Дневничьк.
Зимы давно ждала природа - снег выпал только 11-го января. И, что характерно, продолжает выпадать.
Двор сверху прямоугольный, белый и слишком ровный, даже удивительно. Как лист бумаги для принтера. По непомятому листу бумаги для принтера - дефисы Нафанаиловых следов. Он больше не выписывает. Поступь его твёрда, а взгляд суров. "Я вот тут принёс", - на подоконнике веранды лежит целлофановый пакет. Отгибаю край.
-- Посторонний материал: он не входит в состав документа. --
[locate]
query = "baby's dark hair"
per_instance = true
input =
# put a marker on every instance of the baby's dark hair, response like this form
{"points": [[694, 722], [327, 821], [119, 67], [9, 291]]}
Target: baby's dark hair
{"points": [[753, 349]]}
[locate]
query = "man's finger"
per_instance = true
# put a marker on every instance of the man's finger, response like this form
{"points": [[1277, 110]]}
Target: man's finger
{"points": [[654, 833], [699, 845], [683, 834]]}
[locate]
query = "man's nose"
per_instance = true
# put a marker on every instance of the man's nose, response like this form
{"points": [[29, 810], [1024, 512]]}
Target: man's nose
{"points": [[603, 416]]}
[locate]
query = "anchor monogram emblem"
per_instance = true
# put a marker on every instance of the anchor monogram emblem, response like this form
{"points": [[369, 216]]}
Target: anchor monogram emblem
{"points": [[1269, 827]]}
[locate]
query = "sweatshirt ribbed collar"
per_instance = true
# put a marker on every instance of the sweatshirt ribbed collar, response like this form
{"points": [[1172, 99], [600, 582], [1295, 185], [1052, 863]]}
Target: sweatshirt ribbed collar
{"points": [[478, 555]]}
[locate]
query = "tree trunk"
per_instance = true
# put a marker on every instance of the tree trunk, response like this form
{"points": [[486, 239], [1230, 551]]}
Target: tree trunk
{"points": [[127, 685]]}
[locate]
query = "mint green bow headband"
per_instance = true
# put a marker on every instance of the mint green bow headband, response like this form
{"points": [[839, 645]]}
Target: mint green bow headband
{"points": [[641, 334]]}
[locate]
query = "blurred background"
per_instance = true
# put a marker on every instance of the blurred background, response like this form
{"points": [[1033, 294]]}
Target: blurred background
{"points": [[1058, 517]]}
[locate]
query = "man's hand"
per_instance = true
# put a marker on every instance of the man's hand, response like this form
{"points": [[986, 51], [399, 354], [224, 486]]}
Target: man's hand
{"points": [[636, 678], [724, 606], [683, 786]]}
В пакете три мёртвые крысы.
- Спасибо, - говорю.
- С двух ночи до трёх утра ловил.
Молчу.
- Одну пока гонял, вторая на меня нападала. Хочешь, шрамы покажу? - берётся за подол свитера с намерением заголиться.
- Не надо, - говорю, - и так верю.
- Они, наверное, друзья были. Или родня. Скорей всего, родня. Я так думаю.
Молчу.
- Братья и сестры.
"Во Христе", - молчу я.
- Или, может, все три - братья.
"Младший вовсе был дурак", - молчу я.
- Нет. Слишком мелкие. Сёстры это.
"Сейчас скажет", - я почти втягиваю башку в плечи.
- Да, - говорит Нафаня, - три сестры.
"В Москву, - виктимно молчу я, - в Москву..."
Мне страшно предстоящего самолёта. Но, может, ещё и не сложится ничего.
- Иди, - говорю, - отдай одну Луню. Пакет с остальными там оставь.
- Ага, - кивает Нафаня, - ладно. Соды я возьму? Изжога у меня, такая изжога.
Тарарабумбия. Сижу на тумбе я.
- Скорей бы лето, - говорит Нафаня, - летом тепло. А зимой холодно.
Лошади любят кушать овёс и сено.
Лошадь - это конь с пиздой.
- У меня позавчера вода в умывальнике замерзла, - говорит Нафаня, - это значит, в доме было минус два.